Microinteraction Design

Microinteractions book cover
Microinteractions: Designing with Details by Dan Saffer, published by O’Reilly Media, 2013.
I’ve been hearing about microinteraction design rather a lot in the last couple of weeks. This morning, a coworker sent me a link to an article on Fast Company about Dan Saffer’s book, Microinteractions: Designing with Details.

The Future Of UX Design: Tiny, Humanizing Details (posted on July 2, 2013)

(It’s worth reading not just for the article but for the comments, as well – they’re pretty amusing!)

I really like the philosophy of microinteraction design. It appeals to what I understand about neurology – that we’re evolved to be paleolithic hunter-gatherers and our brains are wired to take in all the little details of our surroundings (animal sign for food and danger, edible plant sign, water sign, weather sign). Our fundamental functioning of mind is based on being hyperaware of the details around us, the visceral input that informs all of our interactions with the world. It’s the details that wake up our full attention and spur our brains to engage at their fullest capacity. It’s the details that make things really real for us. Microinteractions fulfill a similar role in a digital environment as visceral input in the analog world.

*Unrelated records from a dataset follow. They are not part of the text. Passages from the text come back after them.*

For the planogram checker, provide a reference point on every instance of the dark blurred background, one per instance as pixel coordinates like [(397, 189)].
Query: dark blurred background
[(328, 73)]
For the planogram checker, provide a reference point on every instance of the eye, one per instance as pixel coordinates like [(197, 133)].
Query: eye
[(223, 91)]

In particular, I like microinteraction design as an alternative to skeuomorphism – which does have legitimate uses (particularly for people who aren’t entirely comfortable in digital environments) but tends to be inelegant, clunky, and overly relied upon as a crutch for bad designers.

As my coworker summed up microinteraction design:

Indeed, details are everything – people pay attention to their comprehensive experiences, whether it’s IRL on online. Sites that are enjoyable to navigate/explore are products of thoughtful planning and design; since users have become much more discerning about site structure/features, more sophisticated (but not overly complicated) design approaches are needed.

I love this design philosophy and I’m eager to see what we can do with microinteractions.